Um relatório da Polícia Federal (PF) trouxe à tona um esquema de espionagem em larga escala, ligado ao ex-banqueiro Daniel Vorcaro, que já foi proprietário do Banco Master. Através do documento enviado ao ministro do Supremo Tribunal Federal (STF), André Mendonça, no âmbito da Operação Compliance Zero, foi revelado que esse grupo tinha acesso a informações sigilosas relacionadas a investigações do Ministério Público Federal (MPF) e da própria PF, além de dados de agências internacionais, como a Interpol.

O inquérito, que teve o sigilo levantado a pedido do presidente do STF, ministro Edson Fachin, mostra que Vorcaro liderava uma equipe secreta chamada “A Turma”. Um dos membros, Luiz Phillipi Machado de Moraes Mourão, atuava com os codinomes “Felipe Mourão” e “Sicário”, e é acusado de acessar processos e informações protegidas de maneira irregular.

Pagamentos e Investigação Criminal

A pesquisa revelou que Vorcaro gastava cerca de R$ 1 milhão por mês para manter essa operação clandestina, que não se limitava à vigilância, mas incluía atos de coerção e intimidação. O relatório apresenta provas de como Mourão se valia de logins de terceiros para acessar informações confidenciais no MPF, PF, Polícia Civil e Banco Central.

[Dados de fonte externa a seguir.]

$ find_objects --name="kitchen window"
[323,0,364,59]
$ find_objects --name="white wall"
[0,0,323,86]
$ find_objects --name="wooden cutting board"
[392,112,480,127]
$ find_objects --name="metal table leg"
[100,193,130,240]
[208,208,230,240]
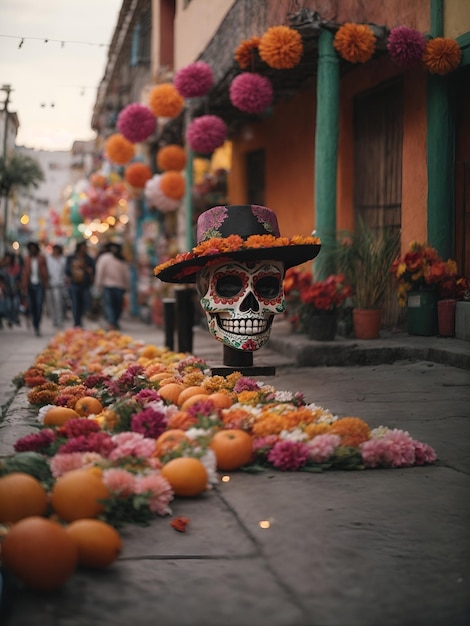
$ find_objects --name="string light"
[0,35,109,48]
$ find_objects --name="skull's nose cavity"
[240,291,259,312]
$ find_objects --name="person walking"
[21,241,49,337]
[94,243,130,330]
[46,243,67,328]
[65,241,95,327]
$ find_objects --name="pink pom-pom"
[387,26,426,67]
[174,61,214,98]
[117,102,157,143]
[144,174,180,213]
[229,72,273,113]
[186,115,227,154]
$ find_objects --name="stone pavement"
[0,312,470,626]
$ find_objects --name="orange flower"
[333,24,375,63]
[423,37,462,76]
[234,37,261,70]
[329,417,370,447]
[259,26,304,70]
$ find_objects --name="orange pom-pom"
[160,172,186,200]
[333,24,375,63]
[105,133,135,165]
[149,83,184,117]
[423,37,462,76]
[234,37,261,70]
[157,144,186,172]
[124,163,152,189]
[258,26,304,70]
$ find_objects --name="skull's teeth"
[219,318,268,335]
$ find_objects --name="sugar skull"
[196,260,286,352]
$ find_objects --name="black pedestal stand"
[211,344,276,376]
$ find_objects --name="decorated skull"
[196,260,286,352]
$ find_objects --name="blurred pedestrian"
[94,243,130,330]
[21,241,49,337]
[65,241,95,327]
[46,243,67,328]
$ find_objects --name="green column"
[426,0,455,259]
[315,29,339,280]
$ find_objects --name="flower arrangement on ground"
[0,322,436,527]
[390,241,458,307]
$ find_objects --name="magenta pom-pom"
[229,72,273,113]
[387,26,426,67]
[117,102,157,143]
[173,61,214,98]
[186,115,227,154]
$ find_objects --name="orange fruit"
[181,393,209,411]
[51,469,110,522]
[65,519,122,568]
[209,391,233,409]
[44,406,80,426]
[178,385,209,406]
[158,383,185,404]
[161,456,207,496]
[74,396,103,417]
[155,428,188,456]
[0,472,47,522]
[209,428,253,471]
[2,516,78,591]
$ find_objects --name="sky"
[0,0,122,150]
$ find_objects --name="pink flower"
[103,468,135,498]
[268,440,310,471]
[307,434,341,463]
[135,472,174,515]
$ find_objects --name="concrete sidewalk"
[0,320,470,626]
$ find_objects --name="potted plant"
[391,241,457,335]
[329,220,399,339]
[299,274,352,341]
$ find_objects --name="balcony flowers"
[390,241,457,307]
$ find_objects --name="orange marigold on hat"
[258,26,304,70]
[423,37,462,76]
[124,163,152,189]
[156,144,186,172]
[160,172,186,200]
[333,24,375,63]
[105,133,135,165]
[234,37,261,70]
[149,83,184,117]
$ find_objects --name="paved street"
[0,312,470,626]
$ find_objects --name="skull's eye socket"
[215,274,243,298]
[255,276,281,300]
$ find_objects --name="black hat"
[154,204,321,283]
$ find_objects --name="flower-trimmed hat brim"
[154,204,321,283]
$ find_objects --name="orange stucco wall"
[229,90,315,237]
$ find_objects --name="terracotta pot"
[353,309,382,339]
[437,298,457,337]
[308,311,336,341]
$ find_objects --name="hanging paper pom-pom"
[105,133,135,165]
[387,26,426,67]
[186,115,227,154]
[144,174,180,213]
[117,102,156,143]
[234,37,261,70]
[124,163,152,189]
[174,61,214,98]
[149,83,184,117]
[423,37,462,76]
[333,24,375,63]
[229,72,273,113]
[258,26,304,70]
[160,172,186,200]
[157,144,186,172]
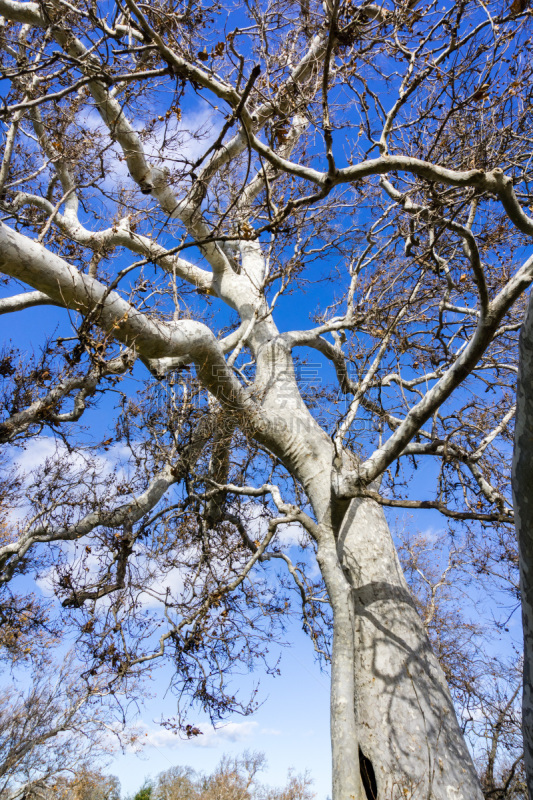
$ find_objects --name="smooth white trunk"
[337,499,483,800]
[512,286,533,798]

Entre as evidências, há prints de conversas onde Vorcaro pedia monitoração de inquéritos policiais, já que o acesso a dados sigilosos tornava-se uma prática comum entre os integrantes da organização criminosa. Em uma das mensagens, ele requereu uma atenção especial a um pedido, recebendo garantias de que seria atendido.

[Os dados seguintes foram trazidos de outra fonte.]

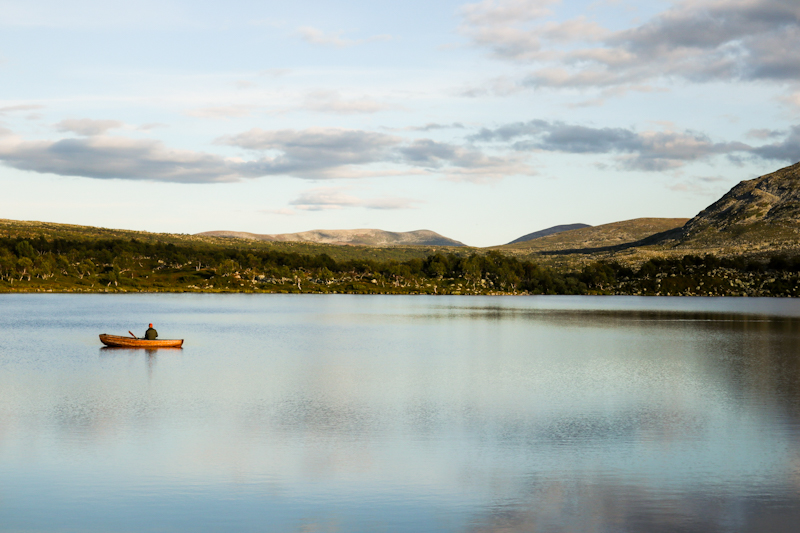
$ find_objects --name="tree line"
[0,236,800,296]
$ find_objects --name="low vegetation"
[0,235,800,296]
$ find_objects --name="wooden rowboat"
[100,333,183,348]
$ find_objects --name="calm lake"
[0,294,800,533]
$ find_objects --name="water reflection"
[0,295,800,531]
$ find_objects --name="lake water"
[0,294,800,533]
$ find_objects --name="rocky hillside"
[680,163,800,248]
[508,224,591,244]
[495,218,688,253]
[198,229,465,246]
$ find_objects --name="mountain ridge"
[196,228,466,247]
[506,223,591,244]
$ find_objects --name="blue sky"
[0,0,800,246]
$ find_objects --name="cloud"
[289,187,419,211]
[402,122,464,131]
[216,128,401,178]
[468,120,800,171]
[186,104,258,119]
[461,0,800,89]
[55,118,125,136]
[300,91,392,115]
[217,128,534,181]
[752,125,800,163]
[258,68,292,78]
[0,131,260,183]
[0,104,44,115]
[0,121,535,185]
[297,26,392,48]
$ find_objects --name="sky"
[0,0,800,246]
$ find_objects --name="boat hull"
[100,333,183,348]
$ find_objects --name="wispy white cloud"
[461,0,800,95]
[469,120,800,171]
[297,26,392,48]
[186,104,259,119]
[55,118,125,136]
[289,187,420,211]
[0,104,44,115]
[300,91,395,115]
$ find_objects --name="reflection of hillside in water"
[0,298,800,532]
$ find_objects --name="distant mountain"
[680,163,800,248]
[197,229,466,246]
[494,218,689,252]
[508,224,591,244]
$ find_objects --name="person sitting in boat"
[144,324,158,341]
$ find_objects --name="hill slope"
[508,224,591,244]
[198,229,465,246]
[494,218,688,253]
[680,163,800,248]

Acesso a Dados do FBI e Interpol

A PF também constatou que o grupo obteve informações de instituições internacionais, sugerindo que houve consultas feitas em sistemas do FBI e da Interpol. Um print que circulou entre os membros do grupo exibia uma tela com o logotipo da Interpol, embora a PF tenha esclarecido que a identidade visual não correspondia aos mecanismos oficiais da organização.

Os delegados que conduzem as investigações notaram que, embora Vorcaro pudesse ter solicitado acesso legalmente, optou por métodos ilícitos, contando com sua segurança pessoal e o envolvimento de agentes da lei.

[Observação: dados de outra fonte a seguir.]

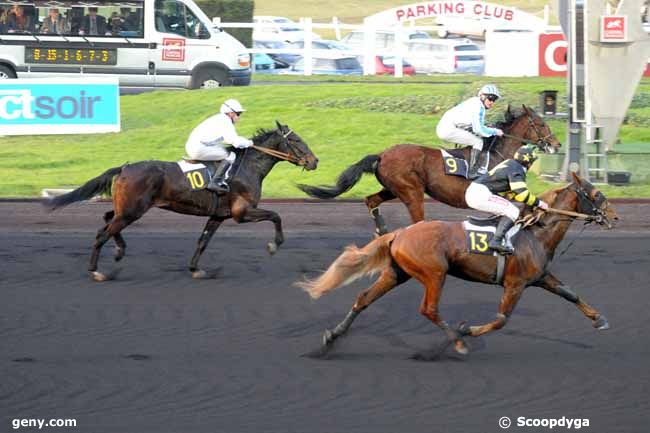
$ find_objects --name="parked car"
[253,53,275,74]
[405,39,485,75]
[291,39,350,51]
[288,53,363,75]
[341,30,431,50]
[253,40,302,69]
[375,56,415,75]
[253,15,320,42]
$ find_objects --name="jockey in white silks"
[436,84,503,179]
[185,99,253,193]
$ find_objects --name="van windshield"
[0,0,144,38]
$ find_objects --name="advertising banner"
[0,78,120,135]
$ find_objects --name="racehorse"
[297,174,618,354]
[44,122,318,281]
[298,105,561,235]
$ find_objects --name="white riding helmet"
[219,99,246,114]
[478,84,501,98]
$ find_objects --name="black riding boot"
[488,216,515,254]
[207,159,232,194]
[467,148,481,179]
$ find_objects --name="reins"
[251,145,300,163]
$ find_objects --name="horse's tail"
[43,167,122,210]
[298,155,379,198]
[296,232,397,299]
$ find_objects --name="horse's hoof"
[89,269,121,283]
[323,329,334,347]
[454,340,469,355]
[456,322,472,337]
[593,314,609,331]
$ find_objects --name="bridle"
[503,114,553,152]
[569,184,611,227]
[252,129,307,167]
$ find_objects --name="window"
[155,0,210,39]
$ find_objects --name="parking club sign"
[0,78,120,135]
[600,15,627,42]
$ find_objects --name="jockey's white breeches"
[185,143,235,162]
[465,182,519,221]
[436,121,483,150]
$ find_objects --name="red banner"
[539,33,650,77]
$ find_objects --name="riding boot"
[488,216,515,254]
[467,148,481,179]
[207,159,232,194]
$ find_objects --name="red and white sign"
[539,33,568,77]
[600,15,627,42]
[539,33,650,77]
[163,38,185,62]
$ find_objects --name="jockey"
[185,99,253,193]
[465,145,548,254]
[436,84,503,179]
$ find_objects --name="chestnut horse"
[298,174,617,354]
[44,122,318,281]
[298,105,561,235]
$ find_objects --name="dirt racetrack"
[0,202,650,433]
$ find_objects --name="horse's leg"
[535,273,609,330]
[231,206,284,255]
[322,266,411,353]
[88,215,137,281]
[104,210,126,262]
[398,182,424,223]
[459,285,524,337]
[365,188,395,236]
[418,270,468,355]
[190,217,223,278]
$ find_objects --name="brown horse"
[298,105,561,235]
[298,174,617,354]
[44,122,318,281]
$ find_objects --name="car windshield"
[336,57,361,69]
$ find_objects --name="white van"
[404,39,485,75]
[0,0,251,88]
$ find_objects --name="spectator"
[41,8,70,35]
[7,5,34,33]
[79,7,111,36]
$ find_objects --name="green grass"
[0,76,650,197]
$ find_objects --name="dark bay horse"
[44,122,318,281]
[298,175,618,354]
[298,105,561,235]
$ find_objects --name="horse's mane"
[251,128,275,144]
[496,106,535,131]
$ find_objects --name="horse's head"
[261,120,318,170]
[540,173,618,229]
[505,105,562,153]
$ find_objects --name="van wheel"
[194,69,228,89]
[0,65,16,80]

Repercussões do Caso Master

Em novembro de 2025, o Banco Master foi liquidado em decorrência de uma grave crise financeira e da violação de normas regulatórias. O BRB (Banco de Brasília) tentou intervir nas negociações para a recuperação do banco, enfrentando um prejuízo que totalizou R$ 8,8 bilhões. A PF indicou um relacionamento impróprio entre Vorcaro e diretores do Banco Central.

Após várias prisões, Vorcaro permanece sob custódia das autoridades, enquanto Mourão, que tentou suicídio após a prisão, não sobreviveu. As investigações continuam em curso para esclarecer a rede de corrupção e a atuação de “A Turma”, cujas ações incluíam violência e intimidação para silenciar testemunhas e opositores.